If you supply the error amplifier from the output of the LDO, which is free from the supply noise to a good extent, the output of the error amplifier's dependence on the supply voltage is further weakened.
The attached figure presents a simplistic view of this.
It needs startup because, at zero state (no currents), there is nothing pushing the amp to work. There has to be some voltage at the output of the LDO to make the error amp work linearly.
The diode connected transistor can be replaced by a resistor as well.
If the last stage of the amp is designed as a folded cascode stage, you would not require a startup circuit.

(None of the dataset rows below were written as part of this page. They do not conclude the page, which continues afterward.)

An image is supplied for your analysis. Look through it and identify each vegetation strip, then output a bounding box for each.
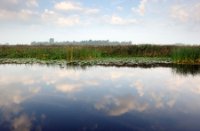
[0,45,200,65]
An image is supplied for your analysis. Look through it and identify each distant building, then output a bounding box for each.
[49,38,54,44]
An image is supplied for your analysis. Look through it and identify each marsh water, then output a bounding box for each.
[0,64,200,131]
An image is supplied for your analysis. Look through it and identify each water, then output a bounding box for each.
[0,65,200,131]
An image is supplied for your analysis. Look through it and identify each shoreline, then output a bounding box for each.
[0,57,200,67]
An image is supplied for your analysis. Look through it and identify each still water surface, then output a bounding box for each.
[0,65,200,131]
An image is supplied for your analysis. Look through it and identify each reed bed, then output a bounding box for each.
[0,45,200,63]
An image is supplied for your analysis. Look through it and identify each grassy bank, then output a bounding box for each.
[0,45,200,64]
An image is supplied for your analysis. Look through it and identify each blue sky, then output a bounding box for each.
[0,0,200,44]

This would make the LDO PSRR high, but then the output's supply dependence will be limited by the PSRR of the input bias current. You would then need a similar technique at the bandgap block to get to the desired spec.
Yes I have done it and obtained 120dB PSRR. It is nothing new or novel. There are quite a few papers about this one. In most of the battery powered applications, something similar is used to convert the high battery output to 3V or 1.2V level., in which case every transistor except the pass transistor and it's diode will be low voltage transistors (Clearly there the intention is not high psrr but separating two voltage domains)

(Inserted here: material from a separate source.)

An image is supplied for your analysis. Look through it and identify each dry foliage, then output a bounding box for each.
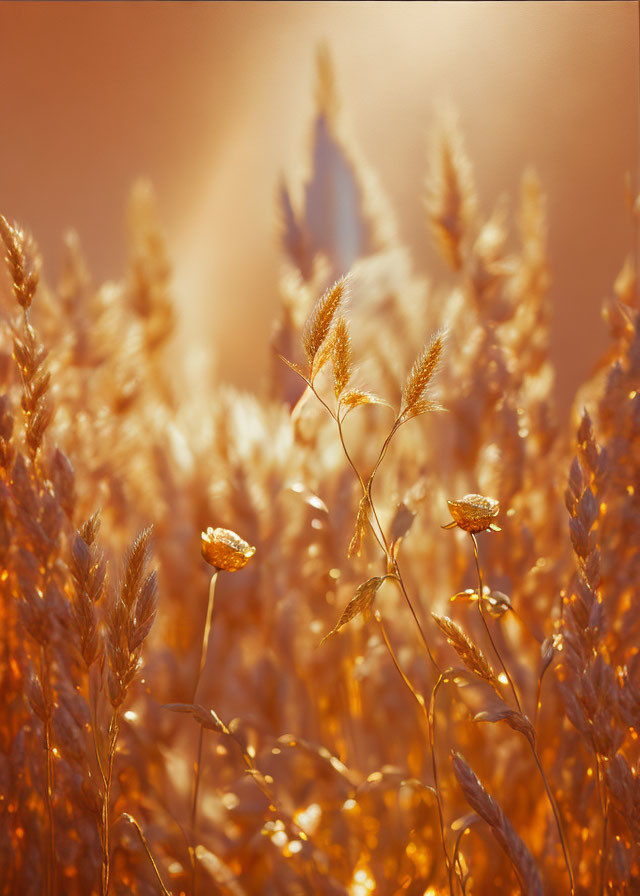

May I know what makes you think that this will need a min load current to work?
At very low load currents the output cap and low conductance
swing the output pole too low and it becomes dominant.
And if the output overshoots there's nothing but a high
impedance to bring it back, turning a small signal stability
problem into a large-signal one.
Some LDOs include a sink transistor to provide a minimum
output conductance and provide a pulldown capability.